Pocket Tunes is an MP3 player for Palm devices. It works great on my Treo 600. I can put a few CDs of music on an SD card and listen. It's redundant if you already have something better such as an iPod but the sound quality is good and I don't need to carry anything else. The latest version of Pocket Tunes supports something that you can't do with an iPod. It supports streaming audio via ShoutCast, taking advantage of the data network available on the Treo 600. It works quite well, handling ShoutCast stations with bitrates up to 64Kb without dropping packets. Sure, in some respects it seems like a silly idea. Why not just install an FM tuner and avoid using the data network? One reason is that you can get access to any ShoutCast station around the world. And the selection of ShoutCast stations is enormous, much broader than any local selection of FM stations.

Kronos

When I was around eight years old, I saw a science fiction movie that scared the crap out of me. Nightmares. It wasn't gory or particularly violent. I just recalled a giant black rectangular robot marching ominously across the landscape. The scientists and military were powerless to stop it.
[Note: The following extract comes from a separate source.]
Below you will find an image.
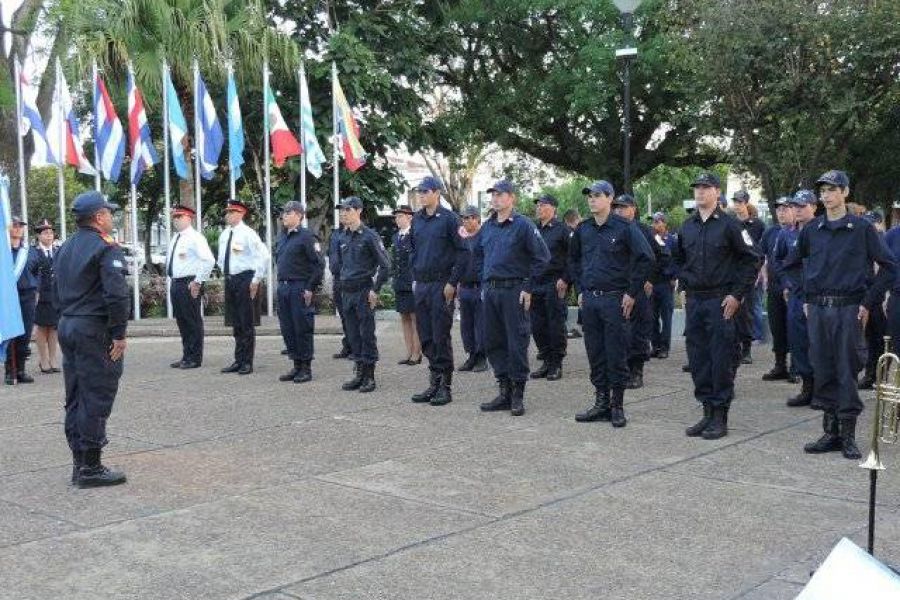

When I was in college and up late studying, I had the television on in the background and realized that they were playing the same old movie. It was called Kronos. On second viewing the special effects were laughably bad and I couldn't believe that the film had scared me. I wasn't particularly sophisticated as a child and I think the powerlessness of the adults in the film was disturbing.

It's amazing what a little snow can do to your commute

We woke up this morning and saw a light dusting of snow on the ground. Wow, that looks nice. I didn't know that this light snow was going to be responsible for one of the worst commutes I've ever had. My drive to work usually takes about 45 minutes including dropping my son off at preschool. I have a "reverse commute". The time spent driving is mostly due to the driving distance, not the traffic. Not this morning. Boston roads were iced up. My drive took nearly three hours. Very frustrating. I wish I had had a book on tape or something more interesting to listen to.

Monday, December 01, 2003

one word

one word:
"simple. you'll see one word at the top of the following page.

you have sixty seconds to write about it.

as soon as you click 'go'the page will load with the cursor in place.

don't think. just write." (Via Evhead)

Easy as A-B-C

It's cold and flu season again. I'm not a germaphobe but I've been thinking about ways to avoid getting sick. Most viruses and bacteria are spread through physical contact. The simplest way to reduce risk is to wash your hands. Americans seem to be compulsive about cleanliness but studies have shown it's not entirely true. People don't wash their hands as often as they ought to. Hand washing is easy and reduces your chance of getting sick. Reciting the alphabet takes roughly 15 seconds - about the time needed to properly wash your hands.

Mr. Picassohead

Mr. Picassohead lets you draw crude Picassoesque figures.